How to parallel cycle? (NEWBIE QUESTION) Large cycle to parallel threads

arcon · January 12, 2009, 7:11pm

Hello,

please, tell me,

i have a fucntion f(x), where X varies from 0x00000000 … 0xFFFFFFFF
the result f(x) compare with some constants and if equal, i have to write them down to file.

what is the best way to compute such task in cuda?
how i can pass the x to many threads?

tanx a lot.

Ocire · January 13, 2009, 12:19am

do you just have a single “x” you want to check?

if you have more than one: put all of them into an array (int x[…]), copy it to the gpu, let every thread read its “x” (meaning x[threadIdx.x+blockDim.x*blockIdx.x] or something like that) and compute the value, check against the constants (which you also copied to the device) and write back whether to save it or not and its value.

if it’s a single “x” and a function f() that’s taking quite a long time to compute, you will have to try to parallelize whatever f() does. (which in most cases will be a bit more tricky ;-))

arcon · January 13, 2009, 6:39am

tanx,

my X as values from 00000000 to 0xFFFFFFFF

my idea was to divide all range 0xFFFFFFFF to RANGE / NUM_THREADS and calc in each thread the chosen range for each thread

Sarnath · January 13, 2009, 7:11am

Your idea looks good! Thats the way to go.

i.e.

Make X as a function(threadIdx, blockIdx)

arcon · January 14, 2009, 8:19am

Such signgle-thread code hungs my machine… :-(
global void DoFunc(DWORD *res, DWORD test)
{
DWORD result;
DWORD x;

for (x=0x87000000;x<0x88000000;x++)
{
              result=FX(x)

      if (result==0x1129F56E) 
	{
		res[0]=j; break;
	}
}

}

arcon · January 14, 2009, 6:59pm

sorry, it hungs only host machine, computer freezes until computation is finished.
Thean i can access my machine again.
Any way to avoid this?

finally i set code:
num blocks = 16
num threads per block = 16

card is 9800GTX+

int idx = blockIdx.x * blockDim.x + threadIdx.x;

start = idx0x1000000;
end = idx0x1000000+0x1000000;
__syncthreads();
for (j=start;j<end;j++)
{
… computation cycle

}
__syncthreads();

Ocire · January 15, 2009, 2:16am

first, you are most likely doing too much work in one thread…

second, if it freezes, use a smaller range, optimizie your code and then go up with the range again ;-)

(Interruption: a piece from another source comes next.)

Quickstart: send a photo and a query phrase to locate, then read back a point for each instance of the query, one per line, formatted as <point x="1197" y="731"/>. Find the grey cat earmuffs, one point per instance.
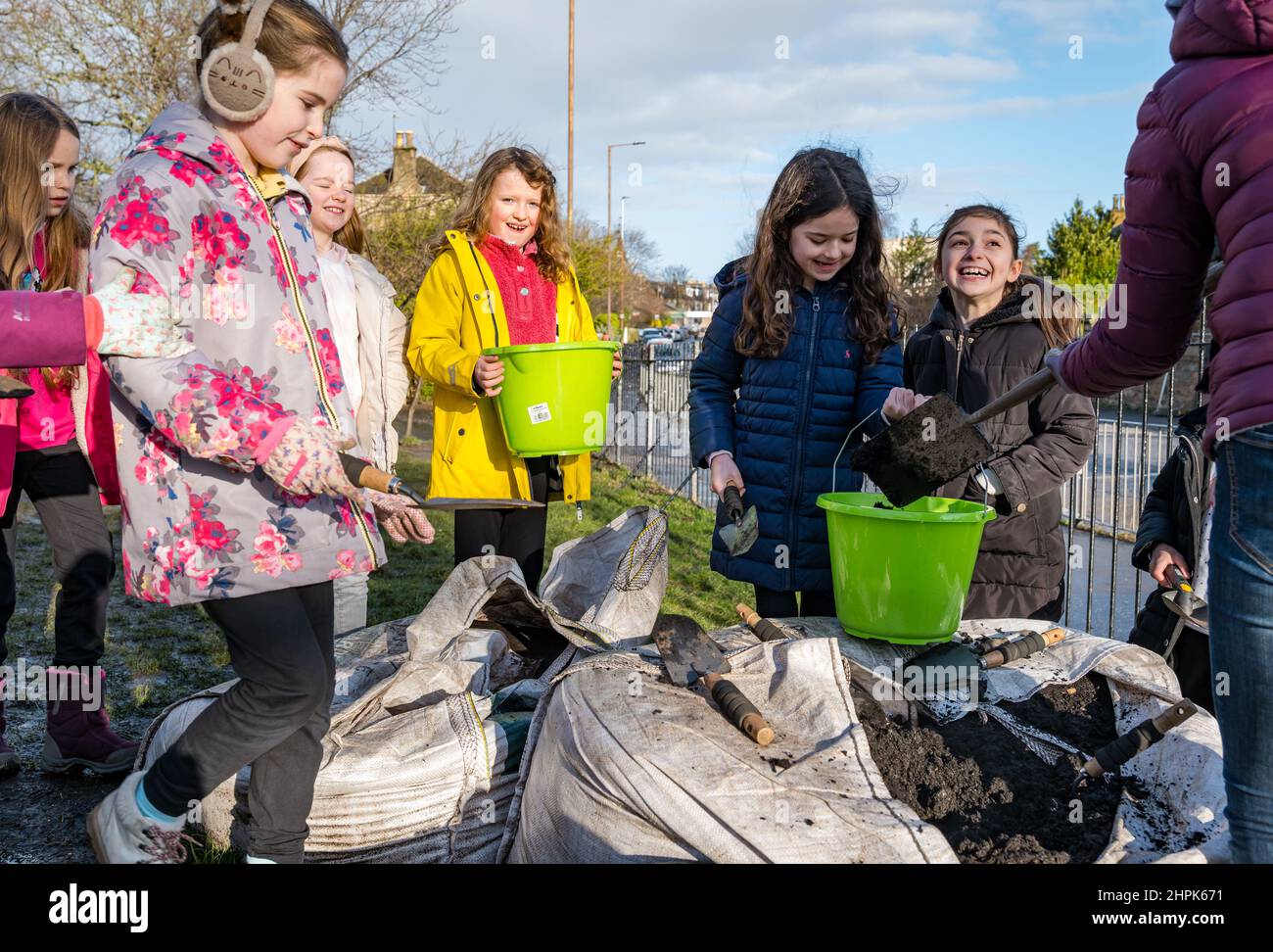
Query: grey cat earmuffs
<point x="237" y="79"/>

here an example, how i would do it:

__global__ kernel(int offset){

  int idx=threadIdx.x+blockIdx.x*blockDim.x+offset;

  //compute...

}

int main(...){

  //...

  kernel<<<4096,256>>>(0x87000000);

  //...

}

that’s 1M values you check, blockDim is just a guess, look what’s most efficient for you. you can also use 2 dimensional gridDims, if you want to have more threads.

measure the time it takes to do this, optimize (keywords: coalescing, shared memory, texture memory, constant memory).

once you’ve got an acceptable exec. time, crank the numbers up to spawn the range you want.

arcon · January 15, 2009, 6:15am

first, you are most likely doing too much work in one thread…

second, if it freezes, use a smaller range, optimizie your code and then go up with the range again ;-)

here an example, how i would do it:
__global__ kernel(int offset){

  int idx=threadIdx.x+blockIdx.x*blockDim.x+offset;

  //compute...

}

int main(...){

  //...

  kernel<<<4096,256>>>(0x87000000);

  //...

}
that’s 1M values you check, blockDim is just a guess, look what’s most efficient for you. you can also use 2 dimensional gridDims, if you want to have more threads.

measure the time it takes to do this, optimize (keywords: coalescing, shared memory, texture memory, constant memory).

once you’ve got an acceptable exec. time, crank the numbers up to spawn the range you want.

tanks, seems it freeses and didnt work, if execution time of single thread above ~5,5 seconds… with lover reanges which leads to lower time execution all ok,

so have to divive work on smaller items.